IDAC is an appropriate regimen for postremission chemotherapy for intermediate- and adverse-risk AML. The higher dosing levels may not produce any benefits to patients and may increase incidence of septic shock. The number of consolidation cycles may impact on survivals rather than the intensity of cytarabine.
中剂量或高剂量阿糖胞苷(IDAC 或 HiDAC)被推荐作为急性髓系白血病(AML)缓解后化疗。本回顾性研究从多中心泰国 AML 登记数据库调查了 3 种不同阿糖胞苷剂量的真实世界结局。
纳入 258 例达到完全缓解并接受单药阿糖胞苷巩固治疗的中危和高危 AML 患者。

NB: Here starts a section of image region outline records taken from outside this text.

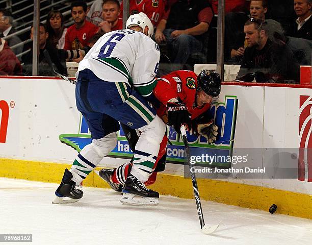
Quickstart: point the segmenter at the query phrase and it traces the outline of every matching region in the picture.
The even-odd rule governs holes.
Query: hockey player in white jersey
[[[114,149],[118,121],[141,132],[121,202],[159,203],[159,193],[143,183],[152,172],[165,126],[143,96],[152,93],[160,53],[150,38],[153,28],[145,14],[130,16],[126,28],[129,30],[104,35],[79,64],[76,104],[87,120],[92,141],[78,154],[70,169],[65,169],[54,204],[76,202],[82,197],[75,186]]]

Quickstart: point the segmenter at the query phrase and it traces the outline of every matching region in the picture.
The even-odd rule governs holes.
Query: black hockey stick
[[[202,231],[204,234],[211,234],[216,231],[217,229],[218,229],[220,223],[219,223],[218,225],[211,227],[209,227],[205,225],[205,222],[203,218],[203,214],[202,213],[202,208],[201,208],[201,204],[200,204],[199,192],[198,191],[198,187],[197,187],[196,178],[195,177],[195,173],[193,173],[191,170],[191,168],[193,168],[193,166],[191,163],[191,152],[190,150],[189,143],[188,142],[185,126],[184,125],[182,125],[181,126],[180,130],[182,138],[183,139],[183,142],[184,142],[184,145],[185,145],[186,160],[187,160],[189,166],[190,167],[190,173],[191,174],[191,177],[192,178],[194,195],[195,198],[196,206],[197,206],[197,212],[198,213],[198,217],[199,217],[199,222],[200,222],[200,228],[201,228]]]
[[[70,79],[69,78],[65,76],[62,75],[62,74],[60,74],[59,72],[57,72],[54,69],[54,68],[53,67],[53,64],[52,63],[51,58],[50,57],[50,55],[49,55],[49,53],[48,52],[47,50],[44,50],[44,51],[43,51],[43,54],[44,55],[44,57],[46,59],[48,64],[49,64],[49,65],[50,66],[50,67],[51,68],[51,70],[53,71],[54,73],[55,73],[55,74],[59,78],[62,78],[64,80],[67,81],[67,82],[69,82],[70,83],[72,83],[73,84],[76,84],[76,82],[75,80],[73,80],[72,79]]]

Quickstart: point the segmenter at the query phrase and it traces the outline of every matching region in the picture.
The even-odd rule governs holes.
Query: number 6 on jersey
[[[115,33],[110,38],[107,40],[101,49],[100,52],[97,56],[98,58],[107,58],[110,56],[111,54],[113,52],[113,50],[117,44],[115,41],[120,41],[124,37],[124,34],[122,33]]]

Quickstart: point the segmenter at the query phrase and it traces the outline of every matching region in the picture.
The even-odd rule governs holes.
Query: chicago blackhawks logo
[[[157,8],[159,5],[158,0],[152,0],[152,6],[154,8]]]
[[[187,78],[186,80],[188,88],[191,89],[194,89],[196,88],[196,85],[195,84],[195,79],[193,78]]]

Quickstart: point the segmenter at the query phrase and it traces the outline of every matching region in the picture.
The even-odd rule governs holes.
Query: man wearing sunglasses
[[[277,83],[299,83],[300,70],[293,54],[284,44],[268,38],[268,24],[251,18],[245,23],[247,48],[237,80]]]

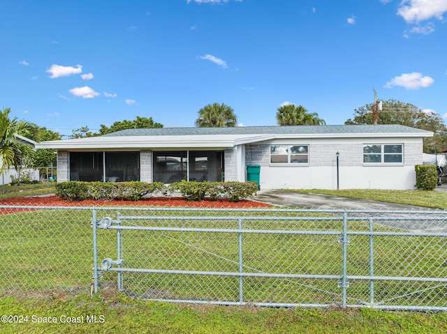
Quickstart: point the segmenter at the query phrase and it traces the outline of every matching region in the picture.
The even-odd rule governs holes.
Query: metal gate
[[[447,310],[447,213],[94,210],[94,286],[156,301]],[[116,242],[116,252],[110,249]]]

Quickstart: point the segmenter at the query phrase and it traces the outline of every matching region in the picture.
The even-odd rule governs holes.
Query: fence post
[[[369,218],[369,232],[373,231],[372,218]],[[372,234],[369,235],[369,275],[374,275],[374,241]],[[374,281],[369,280],[369,304],[371,306],[374,303]]]
[[[99,277],[98,275],[98,238],[96,231],[98,222],[96,221],[96,210],[94,208],[92,211],[91,225],[93,227],[93,285],[94,291],[96,294],[98,292],[98,279]]]
[[[343,231],[342,232],[342,245],[343,245],[343,264],[342,264],[342,282],[340,282],[339,286],[342,289],[342,308],[346,308],[346,296],[347,296],[347,289],[348,289],[348,282],[346,279],[347,275],[347,262],[348,262],[348,243],[349,240],[348,239],[348,213],[345,211],[343,213]]]
[[[119,213],[117,215],[117,219],[116,225],[117,226],[121,226],[121,220],[120,220],[120,214]],[[119,261],[122,259],[122,231],[121,229],[117,229],[117,259]],[[117,265],[118,268],[121,268],[121,264]],[[123,291],[123,280],[122,280],[122,273],[121,271],[118,271],[117,274],[117,288],[119,291]]]
[[[242,219],[239,218],[239,273],[244,272],[242,264]],[[244,303],[244,278],[242,275],[239,277],[239,302]]]

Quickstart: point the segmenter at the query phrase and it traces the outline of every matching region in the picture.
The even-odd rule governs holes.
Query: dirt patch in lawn
[[[198,208],[265,208],[269,204],[255,201],[229,199],[192,202],[183,197],[149,197],[139,201],[85,200],[67,201],[57,196],[29,197],[0,199],[0,206],[184,206]]]

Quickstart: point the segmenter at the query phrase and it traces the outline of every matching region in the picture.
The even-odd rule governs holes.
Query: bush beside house
[[[416,188],[433,190],[438,184],[438,172],[434,165],[416,165]]]
[[[256,182],[181,181],[166,185],[161,182],[83,182],[66,181],[56,185],[56,195],[69,201],[122,199],[138,201],[145,195],[179,195],[190,201],[229,199],[237,202],[256,195]]]

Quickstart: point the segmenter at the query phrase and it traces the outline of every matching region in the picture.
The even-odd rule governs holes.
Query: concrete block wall
[[[67,151],[57,151],[57,182],[69,181],[68,177],[68,152]]]
[[[224,156],[225,166],[224,181],[237,181],[237,151],[236,148],[225,150]]]

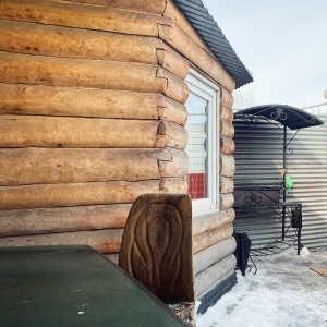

使用 IDAC 1.5 g/m²、高剂量阿糖胞苷(HiDAC)2 g/m²和 HiDAC 3 g/m²的中位无复发生存期(RFS)分别为 12.6、11.7 和 13 个月。使用 IDAC 1.5 g/m²、HiDAC 2 g/m²和 HiDAC 3 g/m²的中位总生存期(OS)分别为 34.9、22.7 和 23.7 个月。3 种剂量之间的 RFS 和 OS 无显著差异。继发性 AML、白细胞计数>100×10/L 和高危 AML 是生存不良的独立预后因素(P=0.008、P<0.001、P=0.014)。完成 3 至 4 个周期巩固治疗的患者具有显著更好的 RFS 和 OS(P<0.001、P<0.001)。IDAC 组、HiDAC 2 g/m²组和 HiDAC 3 g/m²组发热性中性粒细胞减少症的发生率分别为 72.9%、73.8%和 78.1%,无统计学意义。然而,HiDAC 3 g/m²组发生感染性休克的发生率明显高于 IDAC 方案组(8%比 3%,P=0.037)。
IDAC 是中危和高危 AML 缓解后化疗的合适方案。更高的剂量水平可能对患者无益,并可能增加感染性休克的发生率。巩固治疗周期的数量可能对生存有影响,而不是阿糖胞苷的强度。